Em síntese, falta uma verdadeira política de desenvolvimento que, utilizando as riquezas naturais e humanas do país, possa gerar benefícios para todos, distribuindo igualmente moradia, saúde e educação.

Pouco se faz para que as crianças e os jovens tenham esperança num País melhor. As escolas públicas estão em condições precárias e o magistério desmotivado e percebendo baixíssimos salários.

No campo, prevalece o agronegócio, que destina a produção para o mercado externo, pautado na soja e na carne animal. Enquanto o Brasil segue como grande exportador de proteína vegetal e animal, produtos estratégicos para o fortalecimento da soberania, boa parte da população não têm acesso ao percentual mínimo diário de calorias e nutrientes necessários à sobrevivência, ao passo que outra parcela consome em excesso, em função da ausência de uma correta educação alimentar.

Como se vê,  tantos paradoxos podem conduzir à desesperança. Porém, esta é a mistificação a ser combatida, porque visa a enfraquecer e desmobilizar o povo brasileiro, a fim de permitir que nossas riquezas sejam entregues facilmente, sem resistência.

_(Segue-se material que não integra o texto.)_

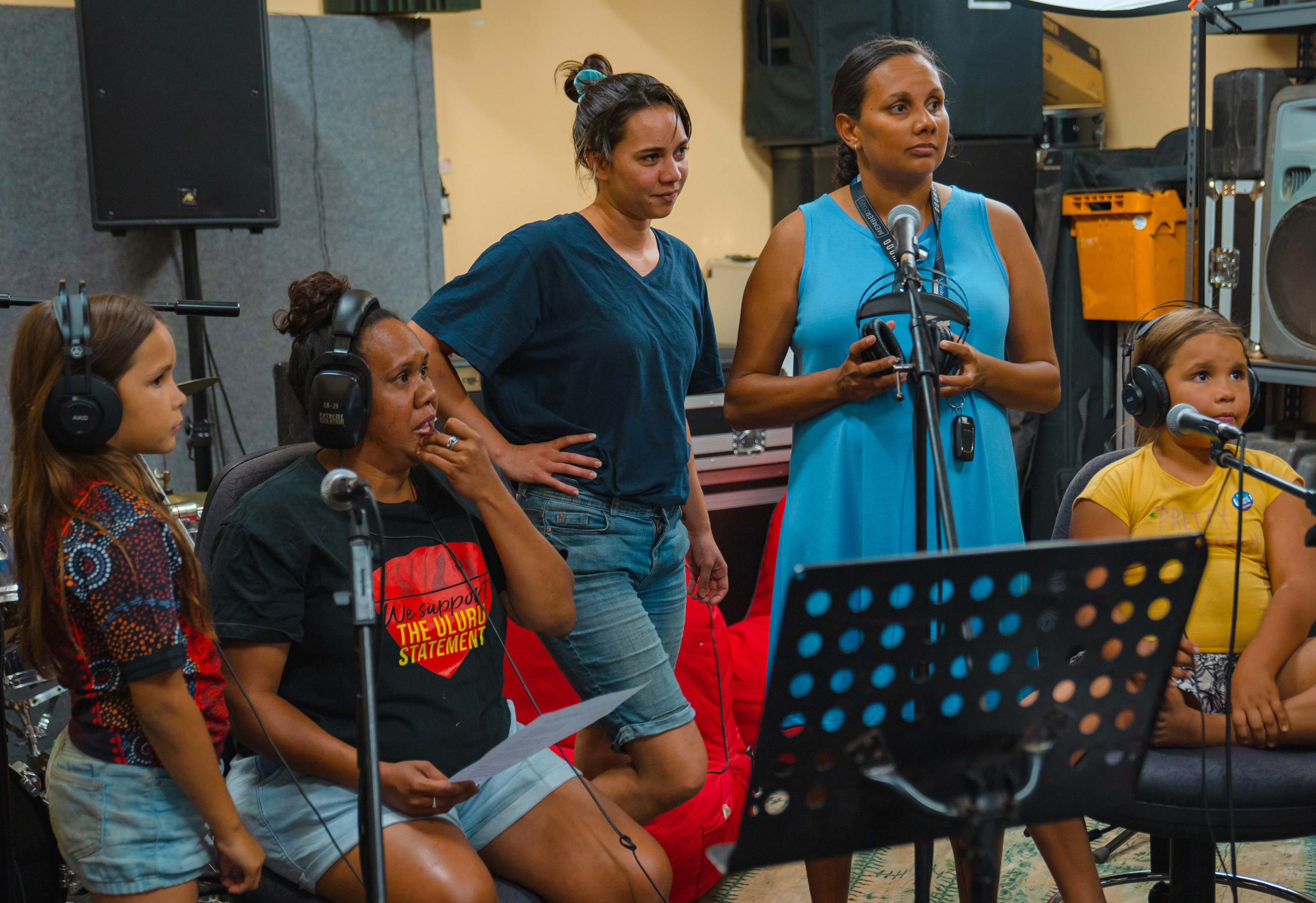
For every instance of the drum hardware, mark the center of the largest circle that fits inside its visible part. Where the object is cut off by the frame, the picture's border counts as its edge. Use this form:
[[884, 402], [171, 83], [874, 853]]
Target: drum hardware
[[749, 441], [29, 781], [33, 732], [29, 732]]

O País tem grandes riquezas naturais e humanas. Temos grandes cidades, fábricas e um vasto mercado consumidor interno. Por que não destinar tais riquezas para o benefício do povo? É possível estabelecer um plano de desenvolvimento que gere riqueza a ser distribuída de forma eqüitativa, estancando a violência e degradação do meio ambiente. Temos condições de aproveitar nossas potencialidades. Temos técnicos capazes, ao ponto de enriquecermos o urânio, estratégico à segurança nacional e para o equilíbrio de nossas forças nas relações com outras nações desenvolvidas.

O brasileiro não pode andar cabisbaixo. Tem que ter orgulho de seu País e lutar para punir com rigor aqueles que saqueiam nossas riquezas, por meio de fraudes ou facilidades indevidas, em troca de poucas moedas.